# Overhead garage door problem



## kroppe (May 7, 2000)

Hello all, 

I have a pretty typical 4 panel sectional overhead garage door. The motor pulls from the center, the spring is a torsion type, there is one track on each side, and 5 rollers on each side. 

Maybe 3 or so months ago the rollers started eating themselves. I didn't notice any changes in the door setup, so I replaced the rollers (standard type). Now again the #1 (not the bottom, the next one up) and the #2 rollers have been destroyed. It looks like the tracks are twisting. 

The puzzling thing is this door is 25-30 years old, and I have replaced rollers over the years (I have lived in this house for 7 years). 

The springs and operator motor have been replaced. The culprits in my mind are the tracks or the hinges themselves. How would I diagnose the situation? 

Any suggestions are welcomed, I am at a loss as to what could be the problem. I feel like if I keep throwing new rollers at it, they will keep getting destroyed. Thanks.


----------



## bigcountrysg (Oct 9, 2006)

Open your door and watch it from behind as it opens. See if it is opening evenly. It almost sounds like you have a spring that is not opening your door evenly.


----------



## kroppe (May 7, 2000)

big, thanks, yes this makes sense. Maybe one of the springs has lost tension, is that what you are thinking?


----------



## Big Frank 25 (Feb 21, 2002)

Or broken.


----------



## POLARBEAR (May 13, 2002)

> It looks like the tracks are twisting.


 Are you saying that the horizontal track is twisting? If so you can add a set of hangers in the center of the track to make it more rigid. 

Are you using steel or nylon rollers?

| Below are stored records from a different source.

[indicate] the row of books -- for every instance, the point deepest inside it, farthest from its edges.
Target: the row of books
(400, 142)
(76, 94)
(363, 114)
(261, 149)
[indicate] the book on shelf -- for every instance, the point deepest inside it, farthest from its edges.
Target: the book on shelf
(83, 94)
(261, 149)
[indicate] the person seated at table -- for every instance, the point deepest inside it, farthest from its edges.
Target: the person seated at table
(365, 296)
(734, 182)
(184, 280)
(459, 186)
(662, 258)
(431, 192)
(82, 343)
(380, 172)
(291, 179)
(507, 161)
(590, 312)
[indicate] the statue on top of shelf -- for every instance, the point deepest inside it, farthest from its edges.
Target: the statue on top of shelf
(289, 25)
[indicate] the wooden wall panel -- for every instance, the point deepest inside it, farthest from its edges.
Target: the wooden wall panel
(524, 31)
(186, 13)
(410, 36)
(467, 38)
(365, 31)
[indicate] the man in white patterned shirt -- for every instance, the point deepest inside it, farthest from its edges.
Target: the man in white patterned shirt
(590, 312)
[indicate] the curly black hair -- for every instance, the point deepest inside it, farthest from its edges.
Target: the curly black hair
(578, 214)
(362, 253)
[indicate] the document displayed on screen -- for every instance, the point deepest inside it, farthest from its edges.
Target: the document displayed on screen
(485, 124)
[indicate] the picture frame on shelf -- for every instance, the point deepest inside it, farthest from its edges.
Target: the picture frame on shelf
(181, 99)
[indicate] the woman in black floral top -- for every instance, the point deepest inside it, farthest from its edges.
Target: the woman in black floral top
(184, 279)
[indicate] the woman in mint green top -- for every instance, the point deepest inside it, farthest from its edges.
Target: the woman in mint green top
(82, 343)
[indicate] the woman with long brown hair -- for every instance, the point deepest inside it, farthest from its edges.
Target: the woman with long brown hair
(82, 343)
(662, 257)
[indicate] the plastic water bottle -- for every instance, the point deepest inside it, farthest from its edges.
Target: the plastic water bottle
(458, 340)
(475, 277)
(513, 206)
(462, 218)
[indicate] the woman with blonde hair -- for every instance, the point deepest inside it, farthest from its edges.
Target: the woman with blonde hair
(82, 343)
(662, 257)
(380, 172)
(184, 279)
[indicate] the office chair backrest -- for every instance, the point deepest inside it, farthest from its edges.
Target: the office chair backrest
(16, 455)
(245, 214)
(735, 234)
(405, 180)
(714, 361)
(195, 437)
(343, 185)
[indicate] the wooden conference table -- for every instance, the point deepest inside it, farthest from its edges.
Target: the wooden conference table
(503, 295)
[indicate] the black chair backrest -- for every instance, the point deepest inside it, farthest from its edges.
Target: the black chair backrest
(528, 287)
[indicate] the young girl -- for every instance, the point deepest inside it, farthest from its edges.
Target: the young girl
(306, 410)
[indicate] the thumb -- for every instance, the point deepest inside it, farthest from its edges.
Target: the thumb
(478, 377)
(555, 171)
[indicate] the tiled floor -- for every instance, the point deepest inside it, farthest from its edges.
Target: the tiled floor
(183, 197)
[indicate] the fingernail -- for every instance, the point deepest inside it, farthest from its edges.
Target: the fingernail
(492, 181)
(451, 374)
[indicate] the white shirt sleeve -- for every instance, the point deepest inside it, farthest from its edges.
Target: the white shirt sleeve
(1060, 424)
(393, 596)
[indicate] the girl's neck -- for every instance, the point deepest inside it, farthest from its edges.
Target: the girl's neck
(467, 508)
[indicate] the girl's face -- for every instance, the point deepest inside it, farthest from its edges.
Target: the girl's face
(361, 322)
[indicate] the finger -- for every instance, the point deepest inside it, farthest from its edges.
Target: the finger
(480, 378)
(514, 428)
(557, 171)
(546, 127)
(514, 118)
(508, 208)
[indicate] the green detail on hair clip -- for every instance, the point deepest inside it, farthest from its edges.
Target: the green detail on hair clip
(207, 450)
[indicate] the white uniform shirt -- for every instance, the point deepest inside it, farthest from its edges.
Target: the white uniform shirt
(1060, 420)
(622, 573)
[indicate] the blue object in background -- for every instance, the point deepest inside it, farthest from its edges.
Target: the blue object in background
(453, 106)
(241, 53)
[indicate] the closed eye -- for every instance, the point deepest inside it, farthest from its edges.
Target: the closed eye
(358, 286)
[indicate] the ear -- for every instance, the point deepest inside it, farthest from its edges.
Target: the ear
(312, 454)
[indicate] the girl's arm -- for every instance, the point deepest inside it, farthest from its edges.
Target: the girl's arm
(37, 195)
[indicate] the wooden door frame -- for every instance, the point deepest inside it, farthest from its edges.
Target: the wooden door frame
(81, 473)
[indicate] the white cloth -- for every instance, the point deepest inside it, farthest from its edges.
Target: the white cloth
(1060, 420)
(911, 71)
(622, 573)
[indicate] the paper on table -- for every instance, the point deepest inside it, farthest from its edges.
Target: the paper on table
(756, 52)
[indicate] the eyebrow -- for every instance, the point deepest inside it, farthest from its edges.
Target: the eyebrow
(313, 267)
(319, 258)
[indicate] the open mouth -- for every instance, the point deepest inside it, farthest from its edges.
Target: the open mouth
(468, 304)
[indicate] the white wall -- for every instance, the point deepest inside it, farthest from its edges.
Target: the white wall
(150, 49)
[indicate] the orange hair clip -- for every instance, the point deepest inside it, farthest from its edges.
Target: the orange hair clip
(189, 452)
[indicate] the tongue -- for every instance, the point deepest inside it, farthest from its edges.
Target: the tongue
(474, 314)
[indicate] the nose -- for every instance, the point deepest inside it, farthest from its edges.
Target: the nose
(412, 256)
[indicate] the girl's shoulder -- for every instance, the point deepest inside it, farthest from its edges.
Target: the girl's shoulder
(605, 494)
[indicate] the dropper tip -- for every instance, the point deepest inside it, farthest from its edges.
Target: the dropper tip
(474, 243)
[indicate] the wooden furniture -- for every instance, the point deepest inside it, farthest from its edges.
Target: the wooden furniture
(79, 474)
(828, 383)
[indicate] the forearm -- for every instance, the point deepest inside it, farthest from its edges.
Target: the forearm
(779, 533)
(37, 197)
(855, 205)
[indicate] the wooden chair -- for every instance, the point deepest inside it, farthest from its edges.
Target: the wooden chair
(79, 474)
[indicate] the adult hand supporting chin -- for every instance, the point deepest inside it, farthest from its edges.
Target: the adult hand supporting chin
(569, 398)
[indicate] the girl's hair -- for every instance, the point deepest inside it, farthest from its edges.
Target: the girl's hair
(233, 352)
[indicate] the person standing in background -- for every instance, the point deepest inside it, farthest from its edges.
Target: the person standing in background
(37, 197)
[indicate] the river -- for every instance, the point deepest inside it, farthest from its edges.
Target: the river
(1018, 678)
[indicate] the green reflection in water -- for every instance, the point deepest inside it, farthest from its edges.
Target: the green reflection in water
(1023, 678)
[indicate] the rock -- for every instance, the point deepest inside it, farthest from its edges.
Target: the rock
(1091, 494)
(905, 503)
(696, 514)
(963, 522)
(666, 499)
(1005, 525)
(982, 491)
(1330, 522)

What do you mean by "eating themsleves"?

Where the horizontal track and vertical meet, are they even?


----------



## kroppe (May 7, 2000)

polarbear, 

The rollers are steel. What I mean by eating themselves is they are being destroyed by the roller separating from the shaft. It seems like there is too much force being applied to the rollers. This would explain the track twisting and the rollers failing. The surface of the wheels is OK, the roller shaft is not bent, but the roller shaft is separating from the wheel, like it is being pried out of the wheel (due to too much force).

So I need to diagnose why there is too much force. The lift motor is tight and secure on its mounting, and it hasn't moved from its mounting location. So now I am thinking one or both springs are out of adjustment or broken. 

Where the curved track meets both the vertical and horizontal tracks, is pretty smooth.


----------



## Big Reds (Oct 14, 2007)

Not much can go wrong on an overhead door without being obvious. You didn't mention what size door, so I'm guessing 7' tall 16' wide? If your spring is broken, you will not be able to lift the door yourself. That door should have two. Being that old of a door, is it the old wood looking door? Those things are heavier than heck and will destroy the rollers made for a new door today. Send pics if you can. Sounds like a door weight issue.


----------



## WoW. (Aug 11, 2011)

Big Reds said:


> Not much can go wrong on an overhead door without being obvious. You didn't mention what size door, so I'm guessing 7' tall 16' wide? If your spring is broken, you will not be able to lift the door yourself. That door should have two. Being that old of a door, is it the old wood looking door? *Those things are heavier than heck and will destroy the rollers made for a new door today.* Send pics if you can. Sounds like a door weight issue.


 
Based on info presented, that makes perfect sense. Those old doors are nothing more than a project waiting to happen.


----------



## Big Reds (Oct 14, 2007)

Hey WoW. I've replaced A LOT of those doors. Most times they rot out at the bottom and scares the dickens out of people when the cables rip loose from the bottom bracket. Sounds like a shotgun going off in the garage!


----------



## slowpoke (Jan 30, 2001)

Disconnect the electric garage door opener and operate the door by hand. You should be able to see how much force it takes to open/shut the door. It should be easy if not you should be able to see what is not working right.


----------



## Burksee (Jan 15, 2003)

slowpoke said:


> Disconnect the electric garage door opener and operate the door by hand. You should be able to see how much force it takes to open/shut the door. It should be easy if not you should be able to see what is not working right.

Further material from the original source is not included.